Droit minier : Distinction entre le stockage géologique de dioxyde de carbone à destination industrielle et à destination environnementale
Par Juliette Collard
Posté le: 12/06/2025 14:30
A priori, la réglementation encadrant les stockages géologiques de CO₂ se trouve dans le Code de l’environnement (ci-après le « CE ») et dans le Code minier (ci-après le « CM »). La distinction entre les deux destinations de stockage se dessine en articulant les dispositions des deux codes (A). Cette distinction et articulation incomplète est à l’origine certaines incertitudes (B).
A) Distinction et articulation entre le Code de l’environnement et le Code Minier
Dans le Code minier, l’article L. 211-1 opère un renvoi au Code de l’environnement pour l’ensemble des opérations relatives au stockage géologique de dioxyde de carbone :
« Ne sont pas soumis au régime légal prévu par les dispositions du présent livre : (…)
2° La création, les essais, l'aménagement et l'exploitation des formations souterraines présentant les qualités requises pour le stockage géologique sûr et permanent de dioxyde de carbone issu notamment de procédés de captage régies par les dispositions de la section 6 du chapitre IX du titre II du livre II du code de l'environnement ».
La phase d’exploitation est donc régie par le Code de l’environnement, à la section 6 du Chapitre IX, du titre II du livre II. Le premier élément de distinction entre deux destinations de stockage apparaît à ce stade, à l’article L. 229-32 du CE :
« L'exploitation de sites de stockage géologique de dioxyde de carbone afin de contribuer à la lutte contre le réchauffement climatique et l'accès des tiers à ces sites et au réseau de transport qui les desservent sont régis par les dispositions de la présente section.

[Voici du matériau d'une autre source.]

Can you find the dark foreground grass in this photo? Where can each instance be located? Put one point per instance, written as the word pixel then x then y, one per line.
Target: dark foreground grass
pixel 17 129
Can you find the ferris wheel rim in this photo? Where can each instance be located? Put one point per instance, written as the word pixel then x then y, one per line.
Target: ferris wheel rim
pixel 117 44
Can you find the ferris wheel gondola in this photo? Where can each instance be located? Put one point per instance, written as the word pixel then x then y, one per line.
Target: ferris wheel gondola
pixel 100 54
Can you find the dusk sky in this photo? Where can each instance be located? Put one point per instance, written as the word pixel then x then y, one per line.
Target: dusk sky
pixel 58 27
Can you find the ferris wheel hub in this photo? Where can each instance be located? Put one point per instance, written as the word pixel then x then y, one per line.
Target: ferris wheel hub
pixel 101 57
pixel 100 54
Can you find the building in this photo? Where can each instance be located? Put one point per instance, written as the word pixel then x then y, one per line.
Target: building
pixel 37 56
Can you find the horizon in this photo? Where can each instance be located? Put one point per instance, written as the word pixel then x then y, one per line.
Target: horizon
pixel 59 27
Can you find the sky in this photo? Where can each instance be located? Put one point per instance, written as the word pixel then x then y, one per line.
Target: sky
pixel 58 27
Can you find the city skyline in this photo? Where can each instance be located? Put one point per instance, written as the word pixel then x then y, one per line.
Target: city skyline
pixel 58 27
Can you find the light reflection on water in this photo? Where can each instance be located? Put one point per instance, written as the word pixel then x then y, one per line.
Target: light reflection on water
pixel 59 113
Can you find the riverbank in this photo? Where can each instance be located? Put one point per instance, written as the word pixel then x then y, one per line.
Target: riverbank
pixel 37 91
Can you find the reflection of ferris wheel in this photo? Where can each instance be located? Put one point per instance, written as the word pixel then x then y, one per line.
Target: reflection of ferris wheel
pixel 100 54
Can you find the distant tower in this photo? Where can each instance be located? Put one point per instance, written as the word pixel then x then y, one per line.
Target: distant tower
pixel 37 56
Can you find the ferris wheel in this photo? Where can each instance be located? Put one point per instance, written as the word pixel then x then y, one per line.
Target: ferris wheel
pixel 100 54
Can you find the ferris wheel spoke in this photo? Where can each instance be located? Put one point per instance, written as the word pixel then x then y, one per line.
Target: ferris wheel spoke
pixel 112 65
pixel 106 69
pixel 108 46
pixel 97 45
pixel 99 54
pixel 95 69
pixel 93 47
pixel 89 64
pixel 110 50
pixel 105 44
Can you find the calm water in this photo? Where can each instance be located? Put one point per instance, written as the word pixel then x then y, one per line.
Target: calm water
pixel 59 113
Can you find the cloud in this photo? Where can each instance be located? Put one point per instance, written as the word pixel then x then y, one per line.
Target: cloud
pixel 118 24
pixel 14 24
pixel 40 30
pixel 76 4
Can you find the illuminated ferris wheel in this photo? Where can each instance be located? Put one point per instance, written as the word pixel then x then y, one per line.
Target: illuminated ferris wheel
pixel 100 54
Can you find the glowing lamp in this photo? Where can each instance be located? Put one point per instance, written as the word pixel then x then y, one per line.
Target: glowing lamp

Celle-ci ne s'applique pas au stockage souterrain de dioxyde de carbone à destination industrielle régi par l'article L. 211-2 du code minier ».

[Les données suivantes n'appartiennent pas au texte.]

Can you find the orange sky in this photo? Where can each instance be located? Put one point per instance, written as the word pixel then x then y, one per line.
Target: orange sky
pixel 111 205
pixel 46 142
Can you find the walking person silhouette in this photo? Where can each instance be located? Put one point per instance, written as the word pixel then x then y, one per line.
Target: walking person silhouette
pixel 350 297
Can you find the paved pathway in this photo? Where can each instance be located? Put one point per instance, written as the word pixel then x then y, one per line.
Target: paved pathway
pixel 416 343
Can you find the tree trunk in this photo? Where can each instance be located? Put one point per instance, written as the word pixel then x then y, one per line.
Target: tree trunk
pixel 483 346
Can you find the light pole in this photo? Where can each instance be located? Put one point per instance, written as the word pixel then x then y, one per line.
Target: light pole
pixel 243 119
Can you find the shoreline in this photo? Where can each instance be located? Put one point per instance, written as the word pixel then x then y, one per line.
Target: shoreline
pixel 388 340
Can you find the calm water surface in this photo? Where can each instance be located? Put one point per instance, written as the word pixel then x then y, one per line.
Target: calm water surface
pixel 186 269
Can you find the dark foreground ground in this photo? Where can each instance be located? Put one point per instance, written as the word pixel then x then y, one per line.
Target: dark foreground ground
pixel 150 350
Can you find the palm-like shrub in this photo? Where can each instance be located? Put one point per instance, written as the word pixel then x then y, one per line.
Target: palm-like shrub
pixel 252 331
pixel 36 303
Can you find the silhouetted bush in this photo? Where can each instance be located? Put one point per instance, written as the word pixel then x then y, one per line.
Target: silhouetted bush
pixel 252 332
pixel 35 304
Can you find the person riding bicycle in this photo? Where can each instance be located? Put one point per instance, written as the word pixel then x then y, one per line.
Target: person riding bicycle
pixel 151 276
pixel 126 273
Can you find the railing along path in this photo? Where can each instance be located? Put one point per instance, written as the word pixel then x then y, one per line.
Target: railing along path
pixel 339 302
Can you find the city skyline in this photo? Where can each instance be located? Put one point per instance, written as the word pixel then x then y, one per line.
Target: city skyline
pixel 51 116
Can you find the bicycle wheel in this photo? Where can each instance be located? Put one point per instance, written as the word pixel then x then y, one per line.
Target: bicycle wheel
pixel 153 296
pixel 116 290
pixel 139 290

Dans le Code minier, l’article L. 211-2 dispose que :
« Sont seuls soumis au régime légal prévu par les dispositions du présent livre la recherche, la création, les essais, l'aménagement et l'exploitation de cavités souterraines naturelles ou artificielles ou de formations souterraines naturelles présentant les qualités requises pour constituer des réservoirs étanches ou susceptibles d'être rendus tels, en vue du stockage de gaz naturel, d'hydrocarbures liquides, liquéfiés ou gazeux, d'hydrogène ou de produits chimiques à destination industrielle ou énergétique. »

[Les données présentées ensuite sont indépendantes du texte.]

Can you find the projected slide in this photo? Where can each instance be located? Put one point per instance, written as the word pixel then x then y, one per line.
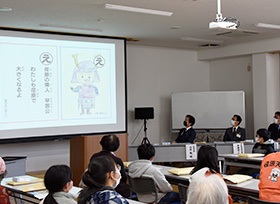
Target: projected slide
pixel 52 83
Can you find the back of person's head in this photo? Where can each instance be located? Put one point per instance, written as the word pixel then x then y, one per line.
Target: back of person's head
pixel 264 133
pixel 2 169
pixel 207 157
pixel 55 179
pixel 277 113
pixel 96 176
pixel 146 151
pixel 238 118
pixel 110 143
pixel 191 119
pixel 209 189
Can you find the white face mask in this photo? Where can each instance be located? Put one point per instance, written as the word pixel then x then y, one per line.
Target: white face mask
pixel 117 180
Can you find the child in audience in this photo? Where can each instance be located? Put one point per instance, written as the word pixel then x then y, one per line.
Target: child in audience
pixel 144 167
pixel 209 189
pixel 101 178
pixel 4 196
pixel 110 144
pixel 58 181
pixel 264 144
pixel 207 164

Ici, on constate que le dioxyde de carbone est absent de la définition donnée par l’article L. 211-1 du CM. Ainsi, une distinction est opérée entre les destinations de stockage géologique de dioxyde de carbone ; le code de l’environnement encadre l’exploitation des stockages à destination environnementale et renvoi au code minier pour les stockages industriels ; pourtant aucune mention n’est faite du dioxyde de carbone dans l’article précité.
Deux interprétations sont possibles :
(1) Si on interprète la liste donnée par l’article L. 211-1 du CM de manière restrictive, alors il existe un vide juridique pour les stockages géologiques de CO₂ à destination industrielle.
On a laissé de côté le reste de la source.